Wednesday, February 10, 2010


THEY BLEW IT AGAIN. This has to be one of the most frustrating winters on record--for me and the precipitation prognosticators. At this point, Harvey and Company must be ready to go into the meteorological witness protection program--as one of them aptly put it today--for all the ill will they've stirred up after blowing the forecast. Schools cancelled, work cancelled, plows idling, carpools and childcare jumbled, earnings lost, reporters left reportless, the governor in a fleece muttering something about a sanding truck at the mouth of the Mass pike... I mean, just looking out the window this morning, it was clear the storm wasn't setting up right. That meant it was time to go back to square one, throw out all the models, and recalculate. Granted, the weather is unpredictable--especially in New England. But even as late as this morning, the weather gurus were all still pretty gung ho, even in the face of no snow.

So if we can't predict this micro -climate, how can we be so sure about predicting global weather patterns?? My brother raised the question. It's a good one. Let's put it this way. Nothing is a slam dunk. We're a drop in the vast universe; how much perspective can a drop have? Even with doppler radar? Today, make that dopelar radar.

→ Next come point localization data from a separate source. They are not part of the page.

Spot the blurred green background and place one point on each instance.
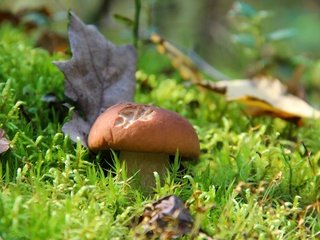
(205, 27)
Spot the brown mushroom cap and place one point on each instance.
(143, 128)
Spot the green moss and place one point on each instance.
(254, 179)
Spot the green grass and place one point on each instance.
(254, 179)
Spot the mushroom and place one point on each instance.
(145, 135)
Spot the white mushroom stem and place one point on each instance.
(145, 164)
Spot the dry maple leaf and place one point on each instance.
(266, 94)
(4, 142)
(98, 75)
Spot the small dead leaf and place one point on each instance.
(166, 218)
(98, 75)
(4, 142)
(267, 94)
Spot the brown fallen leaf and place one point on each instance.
(4, 142)
(266, 94)
(166, 218)
(98, 75)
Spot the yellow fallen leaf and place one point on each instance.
(264, 93)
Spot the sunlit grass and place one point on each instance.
(257, 178)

One thing I did notice--there was no rush hour traffic--undoubtedly because many people stayed home. But it was also because of the staggered release of employees from work--why don't we commit to this anyway to alleviate annoying rush hour traffic? Just a thought, among many, on what was supposed to be a snowy day. I'm just a tad grumpy, now, like a kid who was promised a snow day and didn't get it. Some people just never grow up.

More later...
Stay tuned!


  1. Well maybe. But one of the reasons meteorologists all want to work in Boston is because the weather is so hard to forecast. I visited a friend once in Marquette MI on Lake Superior. He pointed across the lake and said "If there are dark clouds on the horizon it will rain in 4 hours [it was summer so nobody was thinking about snow]. If it's raining and the horizon is bright it will stop raining in 4 hours." Who wants to live in a place where the weather is that boring? I thought it was exciting to watch today's weather unfold.

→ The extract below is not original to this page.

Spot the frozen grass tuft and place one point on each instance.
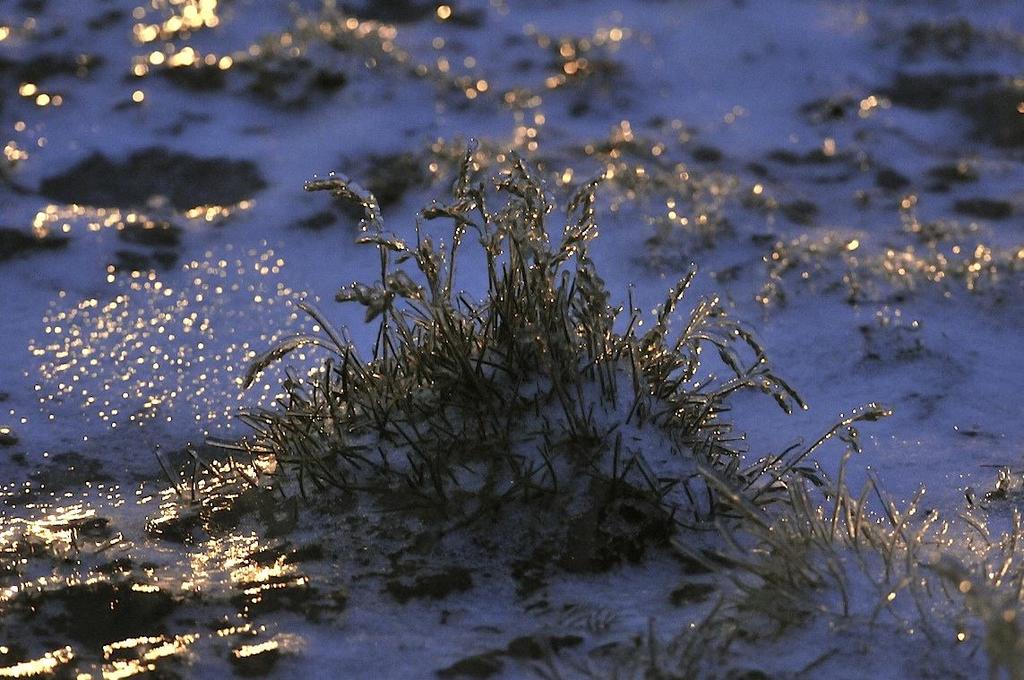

  2. Of course you are right, Jonathan--I LOVE New England weather precisely because it is so variable--I would die of boredom in L.A. (for a variety of reasons...)
    I just thought it was amazing the way they clung to their predictions, even in the face of evidence to the contrary, so late in the game. Tonight I actually heard a weatherman saying--"we really did get snow-- it was just the amounts that were off."
    Yeah. right. Harvey was the only one who really admitted they had blown it. Undoubtedly, they will learn from this and go back and tweak their weather models a bit. I know it's all a learning curve.
    Hey-Thanks for commenting!

  3. You're right about the WX people clinging to their forecasts. I was watching the radar that day and by late morning I was pretty sure the forecast wasn't right. I didn't know which way it was going to go but it clearly wasn't unfolding the way they said it would. Oddly enough, if you measure the accuracy of their forecast by how far north the precipitation line came and how close the actual temperature was to forecast, they were very close. But they were off temperature by a couple of degrees, which at 32F makes a huge difference (rain instead of snow), and they were off on the precip line by a few miles, which included Boston. So lots of poeple noticed. Yeah, I couldn't live in L.A. either.